Escolas de Malanje recebem apoio do Programa Alimentar
Duzentos e 70 mil alunos do ensino primário, distribuídos pelos 27 municípios da província de Malanje, passam a beneficiar do Programa Nacional de Alimentação Escolar (PNAE), lançado segunda-feira, no município do Quéssua.
A iniciativa foi apresentada na Escola Primária n.º 29 Dr. António Agostinho Neto e visa reforçar a permanência das crianças no sistema de ensino, bem como reduzir o absentismo escolar.
O governador provincial de Malanje, Marcos Nhunga, disse que o lançamento do programa inicialmente prevê a distribuição de refeições quentes em 127 escolas do ensino primário.
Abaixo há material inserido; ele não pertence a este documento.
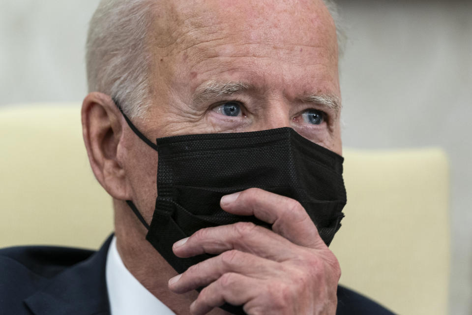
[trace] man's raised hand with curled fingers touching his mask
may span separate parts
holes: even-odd
[[[169,281],[176,293],[205,286],[191,314],[207,314],[225,302],[243,305],[249,315],[335,314],[339,263],[297,201],[252,188],[224,196],[221,208],[254,215],[272,230],[238,222],[201,229],[174,244],[178,257],[218,254]]]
A acção, disse, vai abranger toda a extensão territorial da província.
A medida, acrescentou, constitui um instrumento fundamental de apoio à aprendizagem, ao assegurar melhores condições nutricionais aos alunos, durante o período lectivo, visto que o objectivo central do PNAE é garantir uma alimentação saudável, equilibrada e adequada às crianças, criando condições para um melhor desenvolvimento físico e cognitivo.
Marcos Nhunga apelou aos administradores municipais, gestores escolares, pais e encarregados de educação para que reforcem a fiscalização e o acompanhamento do programa, de modo a assegurar o seu cumprimento integral. “O sucesso do programa depende do compromisso de todos os actores envolvidos no processo educativo”, avançou.
O administrador municipal do Quéssua, Cláudio Raimundo, considerou o programa inclusivo e de elevado impacto social, defendendo que a alimentação escolar, que vai abranger cerca de 19 mil crianças, tem reflexos positivos no rendimento e no desenvolvimento dos menores.
Por sua vez, a chefe do Departamento de Ciência e Tecnologia de Informação do Gabinete Provincial da Educação, Ndembo Aires, classificou o PNAE como uma das mais relevantes medidas de apoio à aprendizagem e à permanência dos alunos nas escolas.
A responsável disse que o programa tem impacto directo na assiduidade, no aproveitamento escolar e no bem-estar das crianças, sobretudo nas comunidades mais vulneráveis. A implementação eficaz do programa, salientou, exige articulação institucional, rigor na gestão dos recursos, acompanhamento permanente e o envolvimento responsável das estruturas locais de educação.